第46話5月30日

 今日は皆でお祝いをする日。朝の目覚めはリコリスのキスからだ。キスをしてもリコリスが息を荒げていない。大地母神様への力の供給でリコリスの器も大きくなったのだろう。そのリコリスから、渡したいものがあるらしい。


「毎日、少しずつ編んでいました。どうか受け取ってください」


 リコリスから受け取ったのは、手編みの赤いマフラーだった。


「ありがとう、リコリス。大切にするよ」


 リコリスは、はい、と微笑みながら返事をしてくれた。

 部屋を出ると、今度はカトレアの番のようだ。


「妾からはこれじゃ。気に入ってくれるといいのじゃが」


 そうして渡されたのは、イヤーカフだった。さっそく着けてみる。


「似合う?」


「うむ、妾の見立てに間違いはなかったようじゃな。次が待っておるぞ」


 次はスイセンの番だ。


「ん……。私からは、これ……」


 スイセンから渡されたのは、腕時計だった。そのまま装着する。


「大事に使うよ」


「ん……。そうしてほしい……」


 スイセンの次はアスターだ。


「あたいからはこれっす!」


 アスターからは、革でできた手袋のようだ。はめてみる。


「皆のセンスもいいけど、アスターはファッションに造詣が深い分なおさらだね。アスターはどう思う?」


「バッチリっす!次はネモフィラっすよ」


「我からはこれを受け取ってほしい」


 そう言って渡されたのはアンクレットだった。足に着ける。


「どうかな?」


「うむ。我も何を贈ろうかと悩んだ甲斐があった。我と言えば足だと思ったのでそれにした」


 その次に今か今かと待ち構えていたのはガーベラだった。


「僕からはこれ!」


 ガーベラから渡されたのはブレスレットだった。腕時計とは反対の腕に着ける。


「ガーベラとはお揃いになったね」


「僕ももっとちゃんとお揃いにしようかと思ったんだけど、ガーネット様にそれはやめておけって止められちゃった!」


 さすがにガーベラだけ特別扱いはまずいので、止めてくれたガーネット様にはあとで感謝しておこう。そうやって自分の欲望に素直なのも、ガーベラらしいが。


 ガーベラの次はナデシコだ。


「ウチからはこれどすえ。ようほどけるように」


 そう言って渡されたのはくしだった。ほどけるようにとはどういう意味だろうか?そう疑問に思っても答えてくれないということは、教える気はないということだろう。それなら、玉藻前様に聞くことになるぞ?と思っても目をそらすだけなので、自分の口からは恥ずかしくて言えないのだろう。そこで初めて、顔を赤らめたのでよしとしておく。

 ナデシコの次はクロユリだ。


「わ、私からは、これです!」


 そうしてクロユリに渡されたのは石鹸だった。これはまた櫛よりも判断が難しい物がきたぞ。という疑問を感じ取ったのかクロユリが言葉を続ける。

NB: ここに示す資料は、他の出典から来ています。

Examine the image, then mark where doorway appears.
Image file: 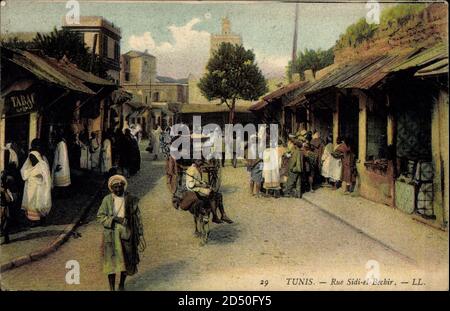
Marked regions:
[5,114,30,166]
[339,96,359,158]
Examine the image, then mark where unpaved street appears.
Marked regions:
[2,154,445,290]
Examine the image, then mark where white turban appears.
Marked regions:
[108,175,128,192]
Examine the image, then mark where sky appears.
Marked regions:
[0,0,390,78]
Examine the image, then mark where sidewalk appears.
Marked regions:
[303,188,448,269]
[0,173,104,272]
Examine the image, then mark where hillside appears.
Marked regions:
[334,3,448,63]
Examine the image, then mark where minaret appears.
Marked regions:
[222,17,231,35]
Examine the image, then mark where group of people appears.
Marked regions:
[247,130,356,198]
[0,138,58,244]
[70,128,141,177]
[147,124,172,160]
[0,128,141,243]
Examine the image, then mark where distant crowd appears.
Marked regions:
[247,130,356,198]
[0,127,141,244]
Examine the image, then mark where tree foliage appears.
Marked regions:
[1,28,107,78]
[380,3,426,28]
[198,43,267,122]
[336,3,426,48]
[287,48,334,79]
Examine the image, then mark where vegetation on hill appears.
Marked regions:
[335,3,426,49]
[0,28,108,78]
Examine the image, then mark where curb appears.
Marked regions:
[0,183,103,273]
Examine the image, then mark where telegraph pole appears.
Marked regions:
[291,3,298,74]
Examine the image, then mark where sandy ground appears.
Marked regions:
[2,154,448,290]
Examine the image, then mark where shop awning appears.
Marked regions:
[390,43,448,72]
[336,54,409,90]
[47,58,116,87]
[1,47,95,95]
[304,57,381,94]
[414,58,448,77]
[180,104,250,114]
[249,81,309,111]
[249,100,269,111]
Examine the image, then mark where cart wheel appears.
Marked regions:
[166,172,180,194]
[200,216,209,246]
[210,164,222,192]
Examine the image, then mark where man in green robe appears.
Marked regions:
[285,135,303,198]
[97,175,145,291]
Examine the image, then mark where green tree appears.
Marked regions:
[287,48,334,80]
[198,43,267,124]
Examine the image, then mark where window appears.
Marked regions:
[102,35,108,57]
[114,42,118,63]
[153,92,159,102]
[366,100,387,161]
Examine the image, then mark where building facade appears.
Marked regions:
[209,17,242,55]
[120,51,189,134]
[63,16,122,84]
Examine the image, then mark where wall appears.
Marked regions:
[83,32,100,54]
[354,92,394,206]
[0,116,6,171]
[431,90,449,225]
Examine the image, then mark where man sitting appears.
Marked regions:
[179,159,233,224]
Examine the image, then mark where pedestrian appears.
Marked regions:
[335,138,356,194]
[310,131,324,183]
[2,143,19,167]
[285,135,304,198]
[152,124,162,160]
[89,132,101,170]
[97,175,145,291]
[0,162,19,244]
[301,131,318,193]
[20,150,52,226]
[123,129,141,175]
[321,135,342,187]
[76,130,91,170]
[52,131,71,192]
[246,134,263,196]
[100,133,112,174]
[263,142,281,198]
[277,140,289,191]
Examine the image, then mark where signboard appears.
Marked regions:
[4,92,37,117]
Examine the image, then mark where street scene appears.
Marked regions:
[0,0,449,291]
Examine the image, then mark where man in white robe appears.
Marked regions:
[20,151,52,222]
[52,135,71,187]
[263,147,281,196]
[321,138,342,183]
[152,125,162,159]
[101,138,112,173]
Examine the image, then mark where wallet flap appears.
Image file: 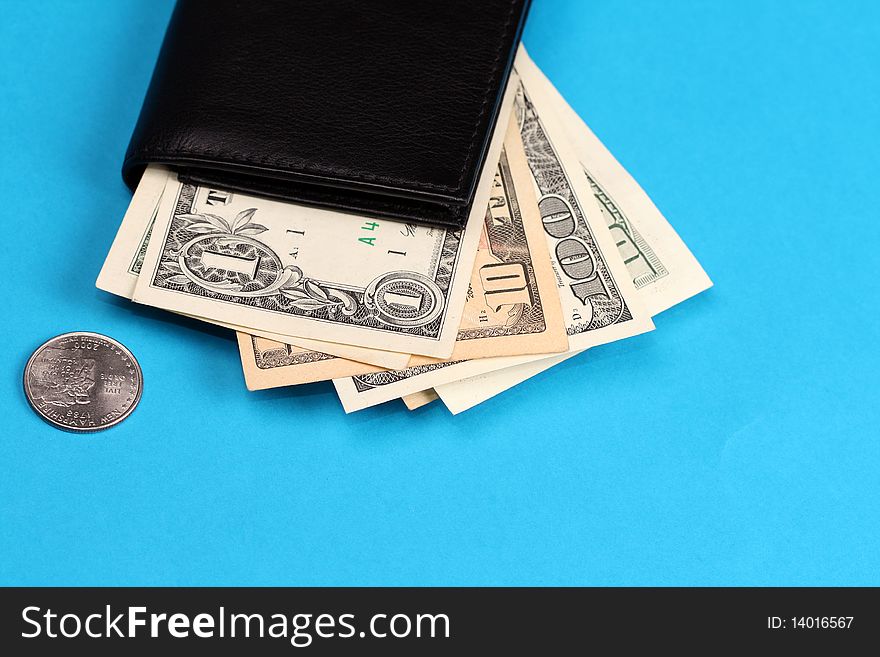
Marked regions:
[123,0,528,225]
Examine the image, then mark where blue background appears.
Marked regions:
[0,0,880,585]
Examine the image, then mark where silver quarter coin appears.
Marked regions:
[24,332,144,431]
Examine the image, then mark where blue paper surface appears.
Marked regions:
[0,0,880,585]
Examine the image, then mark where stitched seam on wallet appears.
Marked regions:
[455,0,516,190]
[132,0,518,192]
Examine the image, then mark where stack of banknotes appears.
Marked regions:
[97,48,712,413]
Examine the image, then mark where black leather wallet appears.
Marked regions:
[122,0,529,227]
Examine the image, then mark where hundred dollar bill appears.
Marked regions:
[436,51,712,413]
[96,165,410,369]
[134,80,515,358]
[409,122,568,367]
[403,388,439,411]
[334,54,653,412]
[236,333,381,390]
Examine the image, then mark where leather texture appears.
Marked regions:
[122,0,529,227]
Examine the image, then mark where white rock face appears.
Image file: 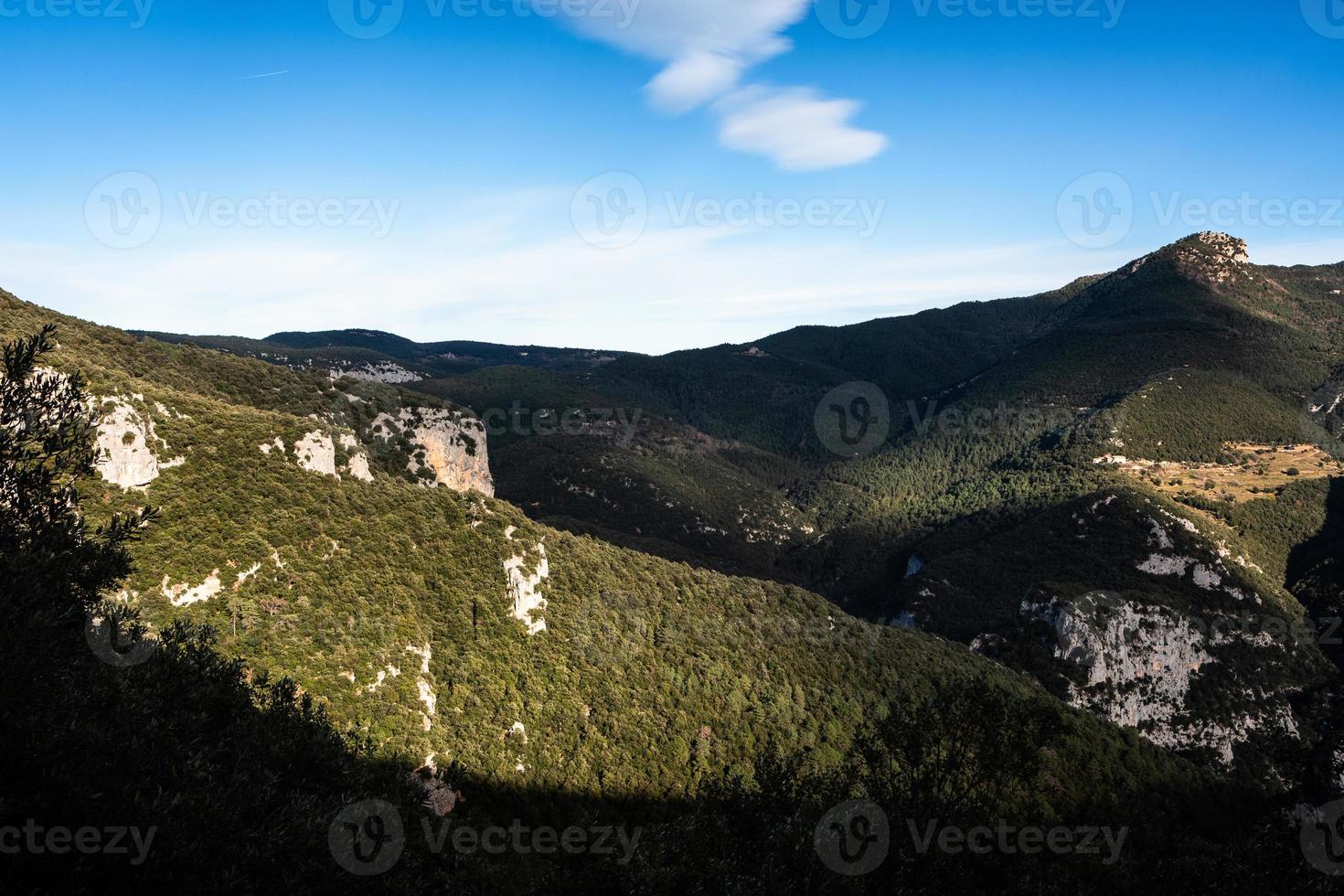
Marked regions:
[340,432,374,482]
[346,452,374,482]
[1021,592,1296,763]
[158,570,224,607]
[326,361,425,383]
[97,399,160,492]
[294,430,340,478]
[374,409,495,497]
[504,544,551,635]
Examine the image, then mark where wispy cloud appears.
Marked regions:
[550,0,889,171]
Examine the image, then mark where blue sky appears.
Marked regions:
[0,0,1344,352]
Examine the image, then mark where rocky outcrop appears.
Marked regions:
[1021,592,1296,764]
[294,430,337,475]
[504,543,551,635]
[160,570,224,607]
[326,361,425,384]
[374,409,495,497]
[95,398,186,492]
[340,432,374,482]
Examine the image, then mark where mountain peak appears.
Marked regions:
[1172,229,1252,263]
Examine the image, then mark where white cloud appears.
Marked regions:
[550,0,887,171]
[559,0,810,108]
[646,49,746,112]
[719,88,887,171]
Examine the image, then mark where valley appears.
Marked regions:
[0,235,1344,888]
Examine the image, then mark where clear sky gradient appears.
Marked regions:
[0,0,1344,352]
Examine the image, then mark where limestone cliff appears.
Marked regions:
[372,409,495,497]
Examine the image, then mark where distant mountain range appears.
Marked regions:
[0,234,1344,892]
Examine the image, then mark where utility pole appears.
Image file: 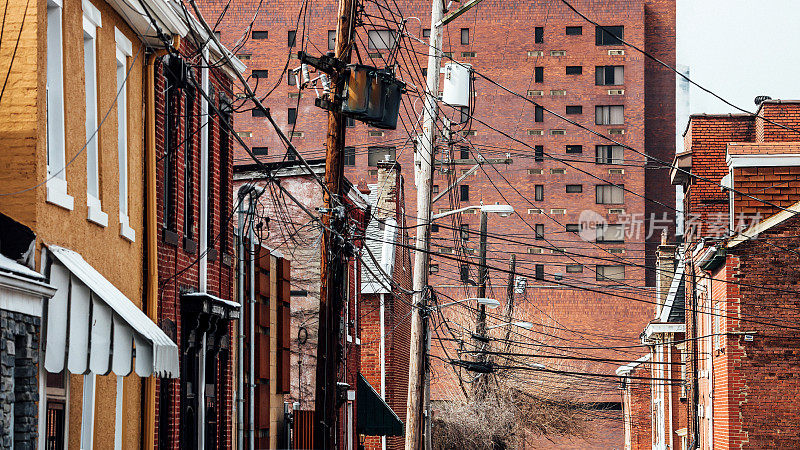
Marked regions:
[405,0,444,444]
[314,0,355,449]
[474,211,489,398]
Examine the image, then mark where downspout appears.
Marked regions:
[141,36,176,450]
[380,294,386,450]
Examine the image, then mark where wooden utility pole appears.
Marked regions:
[314,0,356,449]
[405,0,444,450]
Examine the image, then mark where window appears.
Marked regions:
[597,265,625,281]
[367,30,397,50]
[183,88,196,240]
[595,184,624,205]
[458,264,469,282]
[83,2,108,226]
[567,27,583,36]
[595,224,625,242]
[47,0,74,209]
[533,27,544,44]
[595,25,625,45]
[567,105,583,114]
[533,66,544,83]
[594,105,625,125]
[344,147,356,166]
[595,145,623,164]
[567,145,583,154]
[114,28,136,241]
[367,147,395,167]
[328,30,336,51]
[566,264,583,273]
[594,66,625,86]
[458,184,469,202]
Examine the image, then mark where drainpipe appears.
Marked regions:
[380,294,386,450]
[236,200,245,450]
[147,36,181,450]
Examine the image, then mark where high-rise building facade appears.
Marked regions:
[201,0,676,442]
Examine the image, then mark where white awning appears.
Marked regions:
[44,245,178,378]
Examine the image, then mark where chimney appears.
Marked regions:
[372,161,400,221]
[655,230,677,317]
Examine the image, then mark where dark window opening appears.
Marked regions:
[533,27,544,44]
[595,25,625,45]
[533,66,544,83]
[566,27,583,36]
[533,105,544,122]
[594,66,625,86]
[344,147,356,166]
[567,145,583,153]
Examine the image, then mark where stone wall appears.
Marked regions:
[0,311,41,450]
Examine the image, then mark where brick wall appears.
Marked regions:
[155,40,234,449]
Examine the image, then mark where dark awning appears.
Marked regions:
[356,373,403,436]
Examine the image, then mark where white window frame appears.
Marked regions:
[82,0,108,227]
[46,0,75,211]
[114,27,136,242]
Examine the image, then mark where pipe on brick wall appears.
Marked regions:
[146,36,181,450]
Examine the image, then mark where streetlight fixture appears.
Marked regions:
[486,320,533,331]
[431,205,514,220]
[433,297,496,312]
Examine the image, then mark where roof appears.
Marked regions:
[728,142,800,155]
[614,354,650,377]
[659,252,686,323]
[44,245,178,378]
[727,202,800,248]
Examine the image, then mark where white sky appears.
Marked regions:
[677,0,800,113]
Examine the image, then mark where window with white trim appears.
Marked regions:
[114,28,136,241]
[46,0,74,210]
[83,0,108,226]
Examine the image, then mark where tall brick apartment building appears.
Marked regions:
[201,0,675,442]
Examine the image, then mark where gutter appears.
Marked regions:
[142,36,181,450]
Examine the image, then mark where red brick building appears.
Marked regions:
[201,0,675,440]
[155,34,243,449]
[672,100,800,449]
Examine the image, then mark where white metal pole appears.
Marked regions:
[405,0,443,444]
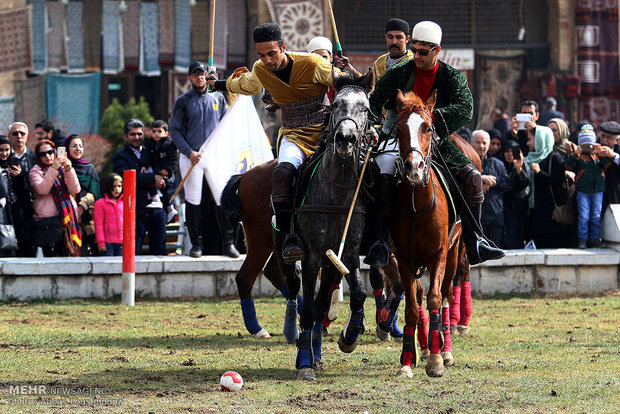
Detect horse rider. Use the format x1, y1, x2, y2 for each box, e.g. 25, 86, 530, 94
364, 21, 505, 267
364, 18, 413, 268
372, 18, 413, 79
208, 23, 346, 264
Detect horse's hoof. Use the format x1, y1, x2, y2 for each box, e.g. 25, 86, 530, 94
297, 367, 316, 381
456, 325, 469, 335
396, 365, 413, 378
377, 325, 390, 341
426, 354, 446, 377
254, 328, 271, 339
441, 351, 454, 367
338, 334, 357, 354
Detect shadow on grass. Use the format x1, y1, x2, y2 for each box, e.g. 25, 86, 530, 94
0, 334, 302, 350
0, 364, 341, 395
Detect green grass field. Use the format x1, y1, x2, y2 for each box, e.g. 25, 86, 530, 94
0, 293, 620, 413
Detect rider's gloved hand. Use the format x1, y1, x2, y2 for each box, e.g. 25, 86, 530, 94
366, 127, 379, 146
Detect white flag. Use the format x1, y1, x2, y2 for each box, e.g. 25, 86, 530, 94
200, 95, 273, 205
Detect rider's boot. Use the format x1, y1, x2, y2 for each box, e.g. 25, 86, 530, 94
271, 162, 305, 264
456, 164, 506, 265
185, 202, 202, 257
364, 174, 396, 267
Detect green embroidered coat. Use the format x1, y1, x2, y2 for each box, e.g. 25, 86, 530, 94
370, 60, 474, 172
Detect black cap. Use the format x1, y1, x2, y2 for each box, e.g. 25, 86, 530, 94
187, 60, 207, 75
385, 18, 409, 36
504, 139, 521, 150
487, 128, 504, 141
254, 23, 282, 43
600, 121, 620, 135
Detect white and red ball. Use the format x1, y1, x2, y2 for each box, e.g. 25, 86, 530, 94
220, 371, 243, 392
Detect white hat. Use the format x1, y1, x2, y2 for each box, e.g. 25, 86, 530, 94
306, 36, 332, 53
411, 20, 441, 45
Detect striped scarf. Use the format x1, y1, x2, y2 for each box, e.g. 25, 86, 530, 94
46, 168, 82, 257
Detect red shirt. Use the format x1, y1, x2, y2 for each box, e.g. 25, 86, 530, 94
411, 62, 439, 121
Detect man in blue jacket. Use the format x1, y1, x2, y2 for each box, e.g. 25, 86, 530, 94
113, 119, 166, 255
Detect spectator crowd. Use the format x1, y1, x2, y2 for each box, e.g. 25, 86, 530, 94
0, 110, 239, 257
0, 92, 620, 257
470, 97, 620, 249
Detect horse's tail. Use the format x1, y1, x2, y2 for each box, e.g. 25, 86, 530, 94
220, 174, 241, 225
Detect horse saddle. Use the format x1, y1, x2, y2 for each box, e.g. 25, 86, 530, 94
431, 158, 462, 228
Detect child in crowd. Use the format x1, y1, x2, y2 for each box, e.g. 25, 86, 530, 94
564, 124, 612, 249
94, 174, 123, 256
140, 119, 179, 223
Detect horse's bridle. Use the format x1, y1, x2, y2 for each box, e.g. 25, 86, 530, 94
327, 85, 368, 151
397, 108, 437, 187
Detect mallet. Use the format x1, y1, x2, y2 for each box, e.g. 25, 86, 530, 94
327, 0, 342, 58
325, 146, 372, 275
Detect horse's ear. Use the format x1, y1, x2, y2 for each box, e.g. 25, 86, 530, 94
396, 89, 405, 112
332, 66, 340, 95
424, 89, 437, 112
362, 68, 376, 93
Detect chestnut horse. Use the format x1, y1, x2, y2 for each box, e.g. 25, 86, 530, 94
391, 92, 481, 378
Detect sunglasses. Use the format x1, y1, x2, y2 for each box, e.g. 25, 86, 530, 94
411, 46, 437, 56
37, 150, 56, 158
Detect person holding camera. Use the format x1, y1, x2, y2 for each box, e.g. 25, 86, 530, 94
471, 129, 512, 246
564, 124, 613, 249
599, 121, 620, 211
8, 122, 37, 257
504, 139, 531, 249
519, 116, 572, 248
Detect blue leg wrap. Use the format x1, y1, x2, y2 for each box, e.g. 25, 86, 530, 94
312, 322, 323, 361
283, 300, 299, 344
241, 298, 262, 335
295, 329, 314, 369
280, 285, 288, 300
390, 311, 403, 338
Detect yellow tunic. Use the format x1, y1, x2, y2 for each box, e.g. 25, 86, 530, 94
372, 50, 413, 80
226, 52, 332, 155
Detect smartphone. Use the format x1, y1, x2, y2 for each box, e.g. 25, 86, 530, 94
580, 144, 595, 154
517, 114, 532, 130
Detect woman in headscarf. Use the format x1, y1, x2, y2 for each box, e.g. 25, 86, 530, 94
29, 139, 82, 257
65, 134, 99, 256
547, 118, 570, 159
525, 123, 572, 248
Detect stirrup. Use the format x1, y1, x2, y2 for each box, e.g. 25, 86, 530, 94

「せ、石鹸を贈り物にするのは、病気を払ったりとか快気祝いの意味があるそうなんです。玉藻前様に手伝ってもらって作りました!」


「この石鹸、手作りなんだ!?それはすごいね。大事に飾っておいたらダメかな?」


「か、飾る!?で、出来れば使ってください」


「そっか。それなら大事に使わせてもらうよ。でも、小さくなったら取っておいてもいいかな?さすがに無くなっちゃうのは寂しくて」


「そ、それくらいなら……」


「ありがとう、クロユリ」


「そ、そんな私の方こそ、ありがとうございます」


「皆もいろいろなプレゼントありがとう。それで、ずっと見えていたけど今日は本当に豪勢だね」


 そうなのだ。リビングに入ってからずっと視界の隅に写っていたのだが、とても豪華な料理の数々が並べられている。なかには料理で飾りなんかも作られているほどだ。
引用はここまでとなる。